Car manufacturers should be obliged to make their motor management software available for review, Paul Tang, a Dutch member of the European Parliament for the Labour Party, requested in questions to the European Commission. Such a measure should prevent the manipulation of the emissions tests, in which Volkswagen was recently caught by the US Environmental Protection Agency (EPA).
As long as we don't know the inner workings of these motor management systems, car manufacturers can keep on submitting manipulated test results, Tang argues. Making the software available for review should also unveil similar manipulations by other manufacturers.
Volkswagen emissions violations
Two weeks ago, the German Volkswagen Group was caught manipulating nitrogen oxides (NOx) emissions tests. Comparing data from different sources under different circumstances revealed that Volkswagen and Audi diesel engine cars activated their emissions controls only during laboratory emissions testing. Other brands affected are Škoda and Seat.
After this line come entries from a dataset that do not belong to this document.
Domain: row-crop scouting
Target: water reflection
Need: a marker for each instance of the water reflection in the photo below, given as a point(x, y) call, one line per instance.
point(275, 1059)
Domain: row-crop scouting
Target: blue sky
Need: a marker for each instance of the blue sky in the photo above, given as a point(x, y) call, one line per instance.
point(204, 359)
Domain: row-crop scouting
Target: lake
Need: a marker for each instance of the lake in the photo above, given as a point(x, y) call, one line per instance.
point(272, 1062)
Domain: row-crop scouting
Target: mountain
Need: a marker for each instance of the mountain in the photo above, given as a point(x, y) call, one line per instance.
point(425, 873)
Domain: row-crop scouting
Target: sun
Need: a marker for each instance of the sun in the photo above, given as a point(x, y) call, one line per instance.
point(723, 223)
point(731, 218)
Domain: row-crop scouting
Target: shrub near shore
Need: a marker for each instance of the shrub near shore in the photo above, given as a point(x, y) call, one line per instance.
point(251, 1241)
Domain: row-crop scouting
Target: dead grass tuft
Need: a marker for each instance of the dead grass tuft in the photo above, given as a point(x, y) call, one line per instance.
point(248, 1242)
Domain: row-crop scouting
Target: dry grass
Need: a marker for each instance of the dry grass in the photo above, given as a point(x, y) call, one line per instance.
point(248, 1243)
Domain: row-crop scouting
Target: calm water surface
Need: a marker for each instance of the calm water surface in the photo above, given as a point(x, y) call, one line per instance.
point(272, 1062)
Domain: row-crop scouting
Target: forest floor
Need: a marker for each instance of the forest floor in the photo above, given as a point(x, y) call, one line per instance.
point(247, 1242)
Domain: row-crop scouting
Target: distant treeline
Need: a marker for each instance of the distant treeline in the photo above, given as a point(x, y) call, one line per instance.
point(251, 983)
This case is certainly not the first time products have been tweaked to fraudulently pass emission requirements or to deceive customers. Samsung, for example, but other handheld manufacturers too, had their devices automatically raise thermal limits, voltages, frequencies and the number of processor cores put to work when they detected certain benchmarks being run. This way, manufacturers manipulated performance test results by media, consumer organisations and buyers.